I'm not a teen parent but just stopped in to say that I tip my hat off to you! You sound like a fine young man and an amazing father. Your daughter will adore you and you will be the center of her universe and vise versa. You're doing a great job! It's not easy but you will see how it is the most rewarding job in the world :)


----------



## Mannie89

Wow... this one made me tear up!! I'm not a teenaged parent either but I always check in on this section to see if there is any way I can help or support teen parents. You sound like an extraordinary young man. :flower:


----------



## Stormynights

Hi. I'm no longer a teen parent but I was with my first. We were 18 & 19 when we had her. Now I am pregnant with our second at the ripe old age of 25. 

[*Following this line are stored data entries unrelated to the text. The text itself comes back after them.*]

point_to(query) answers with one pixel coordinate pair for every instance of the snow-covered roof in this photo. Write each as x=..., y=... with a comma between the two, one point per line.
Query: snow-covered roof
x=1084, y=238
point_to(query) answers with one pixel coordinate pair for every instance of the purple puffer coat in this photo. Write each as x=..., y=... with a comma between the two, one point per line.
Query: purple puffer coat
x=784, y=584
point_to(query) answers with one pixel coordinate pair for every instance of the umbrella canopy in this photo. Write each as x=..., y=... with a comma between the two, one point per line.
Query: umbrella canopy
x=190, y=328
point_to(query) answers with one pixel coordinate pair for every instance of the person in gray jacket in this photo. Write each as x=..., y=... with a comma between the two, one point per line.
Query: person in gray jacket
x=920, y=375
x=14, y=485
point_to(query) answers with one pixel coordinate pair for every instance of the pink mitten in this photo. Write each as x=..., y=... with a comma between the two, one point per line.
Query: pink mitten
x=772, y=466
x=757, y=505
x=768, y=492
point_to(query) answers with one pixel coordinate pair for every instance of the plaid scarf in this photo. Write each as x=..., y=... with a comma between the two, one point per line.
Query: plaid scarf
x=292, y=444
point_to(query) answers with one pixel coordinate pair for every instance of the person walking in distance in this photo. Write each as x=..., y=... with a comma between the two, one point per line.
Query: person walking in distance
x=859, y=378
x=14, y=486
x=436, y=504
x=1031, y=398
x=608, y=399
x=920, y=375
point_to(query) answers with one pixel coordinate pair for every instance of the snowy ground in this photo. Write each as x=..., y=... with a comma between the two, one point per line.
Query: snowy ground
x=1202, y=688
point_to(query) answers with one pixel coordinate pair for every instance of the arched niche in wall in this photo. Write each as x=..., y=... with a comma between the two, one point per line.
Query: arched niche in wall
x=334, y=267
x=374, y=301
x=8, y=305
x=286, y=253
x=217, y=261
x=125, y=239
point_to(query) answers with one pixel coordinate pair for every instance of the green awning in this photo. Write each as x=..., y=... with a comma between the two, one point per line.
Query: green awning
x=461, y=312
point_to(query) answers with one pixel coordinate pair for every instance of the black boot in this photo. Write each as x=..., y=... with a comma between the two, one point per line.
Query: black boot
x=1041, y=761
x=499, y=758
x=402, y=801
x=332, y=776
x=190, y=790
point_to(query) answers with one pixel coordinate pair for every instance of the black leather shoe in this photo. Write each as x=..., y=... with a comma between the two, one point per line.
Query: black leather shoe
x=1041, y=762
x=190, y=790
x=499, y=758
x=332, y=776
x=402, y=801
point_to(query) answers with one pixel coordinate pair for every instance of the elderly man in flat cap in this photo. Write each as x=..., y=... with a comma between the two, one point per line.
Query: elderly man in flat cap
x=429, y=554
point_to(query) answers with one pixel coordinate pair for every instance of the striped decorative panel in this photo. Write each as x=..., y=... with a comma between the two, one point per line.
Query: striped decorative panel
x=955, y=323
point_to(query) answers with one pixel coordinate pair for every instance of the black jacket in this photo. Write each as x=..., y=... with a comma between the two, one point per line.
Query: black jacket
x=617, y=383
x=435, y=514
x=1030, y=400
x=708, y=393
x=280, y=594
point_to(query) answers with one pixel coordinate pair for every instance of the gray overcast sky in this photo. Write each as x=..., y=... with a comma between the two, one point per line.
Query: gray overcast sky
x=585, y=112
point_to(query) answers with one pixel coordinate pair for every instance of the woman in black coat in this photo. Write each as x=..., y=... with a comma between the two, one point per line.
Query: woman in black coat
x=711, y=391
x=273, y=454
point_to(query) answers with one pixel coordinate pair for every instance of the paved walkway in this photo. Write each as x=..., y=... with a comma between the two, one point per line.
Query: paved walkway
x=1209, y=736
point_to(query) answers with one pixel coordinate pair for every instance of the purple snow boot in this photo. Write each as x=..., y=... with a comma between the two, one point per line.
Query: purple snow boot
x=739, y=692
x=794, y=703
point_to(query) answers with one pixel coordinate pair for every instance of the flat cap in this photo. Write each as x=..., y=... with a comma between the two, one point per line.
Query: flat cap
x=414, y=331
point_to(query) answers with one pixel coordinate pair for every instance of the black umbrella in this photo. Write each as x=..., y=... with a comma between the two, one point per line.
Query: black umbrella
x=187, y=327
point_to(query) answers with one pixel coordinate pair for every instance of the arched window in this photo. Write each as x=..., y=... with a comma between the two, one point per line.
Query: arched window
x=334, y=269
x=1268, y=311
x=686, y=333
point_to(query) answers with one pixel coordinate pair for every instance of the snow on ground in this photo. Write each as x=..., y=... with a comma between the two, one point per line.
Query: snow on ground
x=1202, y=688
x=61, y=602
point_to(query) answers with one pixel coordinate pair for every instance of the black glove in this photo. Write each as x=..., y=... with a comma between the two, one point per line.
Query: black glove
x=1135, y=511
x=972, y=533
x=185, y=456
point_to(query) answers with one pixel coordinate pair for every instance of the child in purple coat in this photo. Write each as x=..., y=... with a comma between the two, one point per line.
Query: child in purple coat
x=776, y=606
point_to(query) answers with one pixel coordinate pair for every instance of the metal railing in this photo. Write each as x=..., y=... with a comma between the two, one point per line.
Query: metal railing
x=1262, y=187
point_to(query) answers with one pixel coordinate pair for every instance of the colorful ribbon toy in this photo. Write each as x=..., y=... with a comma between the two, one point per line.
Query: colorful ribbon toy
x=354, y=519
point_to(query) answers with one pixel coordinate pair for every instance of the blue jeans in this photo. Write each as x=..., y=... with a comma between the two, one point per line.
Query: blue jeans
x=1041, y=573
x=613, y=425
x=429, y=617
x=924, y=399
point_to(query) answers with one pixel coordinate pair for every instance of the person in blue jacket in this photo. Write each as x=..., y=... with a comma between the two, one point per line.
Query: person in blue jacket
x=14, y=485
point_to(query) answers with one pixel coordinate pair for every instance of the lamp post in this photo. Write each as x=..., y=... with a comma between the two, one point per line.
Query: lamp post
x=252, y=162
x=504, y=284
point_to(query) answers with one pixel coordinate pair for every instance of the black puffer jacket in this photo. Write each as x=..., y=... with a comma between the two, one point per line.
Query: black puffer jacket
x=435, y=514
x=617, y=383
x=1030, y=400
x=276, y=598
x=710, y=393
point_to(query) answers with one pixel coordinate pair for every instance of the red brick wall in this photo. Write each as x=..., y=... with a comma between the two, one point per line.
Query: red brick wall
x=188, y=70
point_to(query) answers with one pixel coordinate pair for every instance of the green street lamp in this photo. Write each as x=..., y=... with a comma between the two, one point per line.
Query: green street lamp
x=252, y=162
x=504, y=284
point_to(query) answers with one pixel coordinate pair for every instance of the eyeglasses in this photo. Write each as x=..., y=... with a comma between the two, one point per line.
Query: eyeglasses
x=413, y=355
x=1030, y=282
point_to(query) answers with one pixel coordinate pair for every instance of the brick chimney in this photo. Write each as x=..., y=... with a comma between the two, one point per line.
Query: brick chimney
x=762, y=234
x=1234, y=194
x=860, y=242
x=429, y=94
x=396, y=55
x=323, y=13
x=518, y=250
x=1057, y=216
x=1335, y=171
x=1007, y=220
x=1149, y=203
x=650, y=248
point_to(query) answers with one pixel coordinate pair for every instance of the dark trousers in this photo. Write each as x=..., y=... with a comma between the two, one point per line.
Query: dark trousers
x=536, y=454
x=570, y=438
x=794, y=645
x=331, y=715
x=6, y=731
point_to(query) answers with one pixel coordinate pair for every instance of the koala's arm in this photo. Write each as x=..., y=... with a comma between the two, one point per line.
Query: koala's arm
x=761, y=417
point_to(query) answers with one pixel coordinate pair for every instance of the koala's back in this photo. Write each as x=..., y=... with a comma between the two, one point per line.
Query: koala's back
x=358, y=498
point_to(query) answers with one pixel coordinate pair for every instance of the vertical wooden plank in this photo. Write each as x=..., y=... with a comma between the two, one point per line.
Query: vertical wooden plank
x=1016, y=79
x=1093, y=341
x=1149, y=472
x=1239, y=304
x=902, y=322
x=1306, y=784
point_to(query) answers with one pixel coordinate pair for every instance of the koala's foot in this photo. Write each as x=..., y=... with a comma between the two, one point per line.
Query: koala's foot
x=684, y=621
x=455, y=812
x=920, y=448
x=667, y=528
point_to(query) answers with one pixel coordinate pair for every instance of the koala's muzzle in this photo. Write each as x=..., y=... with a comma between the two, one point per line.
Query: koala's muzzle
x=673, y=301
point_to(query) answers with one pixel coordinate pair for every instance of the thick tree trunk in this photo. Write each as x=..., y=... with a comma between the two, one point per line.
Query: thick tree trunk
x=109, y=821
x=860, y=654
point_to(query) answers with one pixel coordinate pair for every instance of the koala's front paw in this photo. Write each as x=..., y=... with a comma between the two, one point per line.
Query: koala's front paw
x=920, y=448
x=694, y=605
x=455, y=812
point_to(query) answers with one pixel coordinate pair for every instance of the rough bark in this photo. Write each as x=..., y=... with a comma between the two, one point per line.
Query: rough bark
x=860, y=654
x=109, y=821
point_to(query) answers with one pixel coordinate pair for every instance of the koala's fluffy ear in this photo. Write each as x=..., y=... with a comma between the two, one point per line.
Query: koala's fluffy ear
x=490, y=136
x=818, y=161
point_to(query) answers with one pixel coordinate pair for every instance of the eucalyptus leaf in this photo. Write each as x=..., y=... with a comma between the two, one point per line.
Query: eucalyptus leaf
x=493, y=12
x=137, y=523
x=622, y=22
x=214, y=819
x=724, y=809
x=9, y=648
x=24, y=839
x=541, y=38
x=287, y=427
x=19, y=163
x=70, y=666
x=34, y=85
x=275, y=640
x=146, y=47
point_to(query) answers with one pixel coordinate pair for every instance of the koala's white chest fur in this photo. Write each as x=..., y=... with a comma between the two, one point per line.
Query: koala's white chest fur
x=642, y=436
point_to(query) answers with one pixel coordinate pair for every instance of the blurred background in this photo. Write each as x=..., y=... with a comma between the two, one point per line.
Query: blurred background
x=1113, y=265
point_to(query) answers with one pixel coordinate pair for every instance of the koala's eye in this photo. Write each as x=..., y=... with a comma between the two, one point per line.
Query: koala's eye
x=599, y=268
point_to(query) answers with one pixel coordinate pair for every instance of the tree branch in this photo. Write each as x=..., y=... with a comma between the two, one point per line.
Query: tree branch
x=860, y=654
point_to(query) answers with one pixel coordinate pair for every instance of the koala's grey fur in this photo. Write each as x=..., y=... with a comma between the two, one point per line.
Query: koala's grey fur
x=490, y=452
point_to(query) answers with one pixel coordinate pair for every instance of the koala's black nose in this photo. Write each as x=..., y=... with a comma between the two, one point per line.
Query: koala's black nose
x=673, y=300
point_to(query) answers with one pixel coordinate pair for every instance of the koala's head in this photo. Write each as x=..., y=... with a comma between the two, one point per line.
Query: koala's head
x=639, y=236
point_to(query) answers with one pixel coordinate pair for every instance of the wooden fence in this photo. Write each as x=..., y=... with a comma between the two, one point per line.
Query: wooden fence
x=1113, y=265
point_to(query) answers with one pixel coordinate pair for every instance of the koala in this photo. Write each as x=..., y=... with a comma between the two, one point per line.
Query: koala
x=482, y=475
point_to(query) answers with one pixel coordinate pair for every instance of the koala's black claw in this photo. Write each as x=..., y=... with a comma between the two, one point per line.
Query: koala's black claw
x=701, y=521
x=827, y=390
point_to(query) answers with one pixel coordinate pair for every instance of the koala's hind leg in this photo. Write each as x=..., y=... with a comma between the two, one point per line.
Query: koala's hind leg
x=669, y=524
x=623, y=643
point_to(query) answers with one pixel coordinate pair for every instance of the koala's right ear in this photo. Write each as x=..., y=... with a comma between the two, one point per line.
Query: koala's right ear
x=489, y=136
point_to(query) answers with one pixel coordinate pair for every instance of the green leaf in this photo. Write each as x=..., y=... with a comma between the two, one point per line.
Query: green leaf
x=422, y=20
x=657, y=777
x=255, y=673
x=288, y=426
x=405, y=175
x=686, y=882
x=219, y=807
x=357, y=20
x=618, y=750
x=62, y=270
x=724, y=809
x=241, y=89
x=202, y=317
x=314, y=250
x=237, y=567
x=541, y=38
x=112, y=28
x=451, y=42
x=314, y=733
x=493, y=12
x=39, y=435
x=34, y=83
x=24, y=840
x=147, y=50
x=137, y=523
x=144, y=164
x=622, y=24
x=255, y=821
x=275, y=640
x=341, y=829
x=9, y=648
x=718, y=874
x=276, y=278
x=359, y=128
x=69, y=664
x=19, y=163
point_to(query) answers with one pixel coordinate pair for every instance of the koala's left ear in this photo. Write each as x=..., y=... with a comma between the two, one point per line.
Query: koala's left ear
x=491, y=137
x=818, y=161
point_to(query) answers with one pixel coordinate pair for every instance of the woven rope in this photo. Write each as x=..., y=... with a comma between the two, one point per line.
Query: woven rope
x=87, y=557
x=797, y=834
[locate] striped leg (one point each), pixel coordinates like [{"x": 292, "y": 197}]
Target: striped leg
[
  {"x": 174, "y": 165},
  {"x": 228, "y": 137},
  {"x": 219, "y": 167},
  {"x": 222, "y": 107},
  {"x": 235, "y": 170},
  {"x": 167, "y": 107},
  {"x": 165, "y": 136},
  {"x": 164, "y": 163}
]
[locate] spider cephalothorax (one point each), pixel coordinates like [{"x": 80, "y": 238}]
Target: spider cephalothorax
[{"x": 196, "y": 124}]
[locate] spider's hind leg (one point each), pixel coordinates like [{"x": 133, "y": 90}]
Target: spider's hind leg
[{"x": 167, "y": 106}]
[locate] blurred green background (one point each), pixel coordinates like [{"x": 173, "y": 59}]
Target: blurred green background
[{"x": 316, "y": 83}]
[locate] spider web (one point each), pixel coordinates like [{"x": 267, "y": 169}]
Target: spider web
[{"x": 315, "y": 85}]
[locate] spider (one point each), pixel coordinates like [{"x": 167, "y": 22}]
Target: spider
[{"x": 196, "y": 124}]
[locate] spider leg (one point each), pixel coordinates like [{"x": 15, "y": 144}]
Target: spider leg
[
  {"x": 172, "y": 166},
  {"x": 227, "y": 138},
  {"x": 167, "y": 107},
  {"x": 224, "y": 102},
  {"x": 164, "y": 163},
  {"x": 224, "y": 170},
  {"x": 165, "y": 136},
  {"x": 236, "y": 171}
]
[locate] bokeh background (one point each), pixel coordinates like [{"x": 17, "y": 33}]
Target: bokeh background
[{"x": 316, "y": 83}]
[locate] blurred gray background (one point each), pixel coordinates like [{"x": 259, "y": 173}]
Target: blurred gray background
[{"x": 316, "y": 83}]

I just wanted to say you sound like an absolutely amazing father. I'm glad your baby girl has you. I hope things are still going well for you!


----------



## WackyMumof2

I've got to take my hat off to you. Not many teenagers would stick around to help with raising a baby let alone take on the responsibility of a solo Dad. She's very lucky to have you. :) And you are a reminder that there are still people who take responsibility of their actions. Good on you! :)


----------



## becsboo

Amazing well done x


----------



## Twag

I just wanted to echo what everyone else has said what a lucky little girl you have - good luck with the future


----------



## Bevziibubble

Your little girl is so lucky to have such an amazing daddy :flower:


----------